And I remember that our first telephone (in the early 1950s) was the kind where you had to listen for the operator to come on the line and say, "Number please" and you gave the number which she hand-plugged into her console. Our phone number was 684 Green -- if your number had a color appended it was a party line, with up to five residences per line. If we lifted our receiver while they were talking, we could listen in on anyone on our party line. A three digit number without a color was a private line.
Once again you bring back long forgotten memories.
Thanks.
Those pictures are interesting pieces of history, and fun to ponder.
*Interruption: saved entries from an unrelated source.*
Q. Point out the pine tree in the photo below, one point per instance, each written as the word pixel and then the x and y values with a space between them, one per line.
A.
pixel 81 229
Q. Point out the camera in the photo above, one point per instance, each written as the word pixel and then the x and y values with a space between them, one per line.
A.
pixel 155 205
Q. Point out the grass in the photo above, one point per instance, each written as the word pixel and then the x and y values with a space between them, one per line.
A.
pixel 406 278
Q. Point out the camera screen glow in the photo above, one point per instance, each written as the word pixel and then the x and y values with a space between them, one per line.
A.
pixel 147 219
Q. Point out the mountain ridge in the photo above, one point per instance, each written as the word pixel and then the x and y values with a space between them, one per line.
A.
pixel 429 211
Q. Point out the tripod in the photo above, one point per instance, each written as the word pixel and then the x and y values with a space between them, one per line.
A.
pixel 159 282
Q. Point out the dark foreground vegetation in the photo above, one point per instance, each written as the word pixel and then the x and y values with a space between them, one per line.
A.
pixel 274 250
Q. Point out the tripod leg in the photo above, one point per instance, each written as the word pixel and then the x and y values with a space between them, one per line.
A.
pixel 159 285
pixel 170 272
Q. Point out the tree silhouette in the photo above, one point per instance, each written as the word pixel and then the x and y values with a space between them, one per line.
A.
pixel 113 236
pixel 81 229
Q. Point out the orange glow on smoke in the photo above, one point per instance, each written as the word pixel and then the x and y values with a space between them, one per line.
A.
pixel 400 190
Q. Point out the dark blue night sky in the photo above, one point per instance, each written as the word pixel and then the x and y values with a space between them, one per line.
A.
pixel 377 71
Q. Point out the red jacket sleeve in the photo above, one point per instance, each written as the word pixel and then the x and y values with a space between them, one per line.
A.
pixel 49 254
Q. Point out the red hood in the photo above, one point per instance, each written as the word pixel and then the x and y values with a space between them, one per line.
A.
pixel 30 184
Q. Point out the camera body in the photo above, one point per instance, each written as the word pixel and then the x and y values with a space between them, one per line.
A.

The only familiar scene is the angle parking on Washington Street. (I think we called it Main Street when I was a child.)
My mother was a telephone operator from the late 20s through the end of WWII. She was one of those "Number, Please!" voices when the switchboard was located in the small brick building on the west side of Cullen Street, one-half block north of Washington Street. You would not believe how much time went into placing a long distance phone call, and how many hand-written notes on green slips of paper were required to complete the call and the billing, as she routed the call through the various cities along the pathway to the destination. If she was called in unexpectedly, I was toted along to watch her wrestle with the snake-like cords that made the direct connection between caller and receiver.
I notice the boy in the circus picture is wearing knickers, which leads me to believe the picture predates telephones.
"Thanks for the memories!", said someone famous. I hope I'm correct on that.
Thank you. These old photos are fascinating. The Jasper County Historical Society would like people to share their old photos and postcards with the museum. If the owner would allow the society to make a copy of an old photo or postcard, and then eventually, those images would be made viewable online.